What Makes It Unique Teleport’s most distinctive technical achievement is treating every resource type — SSH nodes, Kubernetes clusters, databases, desktops, web apps, Git repos, and AI agents — as a first-class identity-aware entity secured by the same short-lived certificate model. Unlike PAM-level tools that secure a single protocol, Teleport extends cryptographic identity across all major infrastructure access patterns from one control plane. The agentless SSH path (via fdpass-teleport) intercepts file descriptors to authenticate existing sshd processes without installing an agent, and the MCP proxy applies the same RBAC rules that govern human engineers to LLM agents calling internal APIs. The reverse-tunnel model lets resources behind firewalls join a cluster without inbound firewall rules, making cloud-agnostic multi-cluster deployments viable without VPN infrastructure.
Self-Hosting
Teleport is released under the GNU Affero General Public License v3.0 (AGPL-3.0). The AGPL grants full freedom to run, study, modify, and distribute the software, but it extends the GPL’s copyleft requirement to network use: if you modify Teleport and make it accessible over a network, you must make the modified source available to users of that network service. For most self-hosters running the software internally for their own organization, the AGPL’s network clause is unlikely to trigger, but if you plan to offer a managed Teleport service to external customers using modified code, you are required to publish those modifications. The enterprise modules in the e/ directory are maintained separately and are not included in the open-source repository.
Running Teleport yourself is operationally substantial. A minimal single-node cluster is approachable via the Linux daemon or Docker Compose, but production deployments require a highly available Auth Service backed by DynamoDB, etcd, Firestore, or PostgreSQL; a Proxy Service exposed with valid TLS certificates (Teleport supports ACME automatically); and individual agents co-located with each SSH host, database, Kubernetes cluster, or Windows desktop you want to protect.
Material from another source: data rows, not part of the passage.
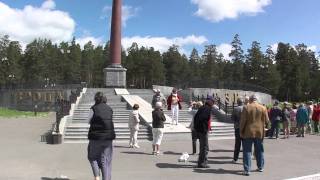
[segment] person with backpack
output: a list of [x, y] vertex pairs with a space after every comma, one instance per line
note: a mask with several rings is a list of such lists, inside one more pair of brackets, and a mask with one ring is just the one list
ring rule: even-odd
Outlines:
[[214, 101], [212, 97], [207, 97], [205, 105], [200, 107], [194, 117], [194, 129], [199, 137], [200, 153], [197, 168], [209, 168], [208, 152], [209, 142], [208, 133], [211, 131], [211, 113]]
[[202, 101], [193, 102], [192, 106], [189, 107], [189, 113], [192, 115], [192, 120], [190, 123], [190, 129], [191, 129], [191, 138], [192, 138], [192, 154], [197, 153], [197, 140], [199, 139], [198, 134], [196, 130], [194, 129], [194, 117], [200, 107], [202, 107]]
[[132, 107], [132, 111], [129, 114], [129, 129], [130, 129], [130, 148], [140, 148], [138, 145], [138, 131], [139, 131], [139, 105], [134, 104]]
You are responsible for certificate rotation (Teleport automates this but you must monitor it), session recording storage (S3 or compatible), log retention, cluster upgrades across all registered agents, and hardware security module (HSM) integration if required. Agent version skew policies and Teleport’s managed update mechanism (tbot’s update service) reduce the upgrade burden, but multi-cluster federation and audit log aggregation add coordination overhead.
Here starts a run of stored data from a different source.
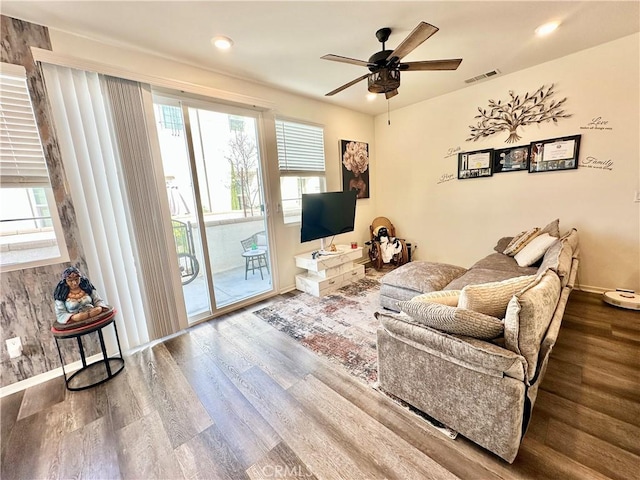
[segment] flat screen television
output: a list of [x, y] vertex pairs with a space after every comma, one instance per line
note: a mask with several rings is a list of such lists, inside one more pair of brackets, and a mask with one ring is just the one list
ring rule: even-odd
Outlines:
[[302, 194], [302, 228], [300, 241], [322, 240], [341, 233], [353, 232], [356, 217], [355, 190]]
Teleport Enterprise Cloud removes the operational burden entirely: Gravitational manages the Auth and Proxy Services, provides a 99.9% uptime SLA, handles certificate rotation and cluster upgrades, and offers native integrations with Okta, Microsoft Entra ID, and PagerDuty at scales that would require significant self-hosted tuning. Enterprise-only features include the Identity Security (Access Graph) visualization layer for access path analysis, hardware device trust enforcement, Okta SCIM synchronization, Access Monitoring with Athena-backed audit log queries, FIPS 140-2 compliant builds, and dedicated commercial support with guaranteed response times. Self-hosters get the full core feature set — SSH, Kubernetes, database, RDP, MCP, JIT access, session recording — but give up the managed control plane, tiered support, and some compliance-focused analytics features that are exclusive to the Enterprise tier.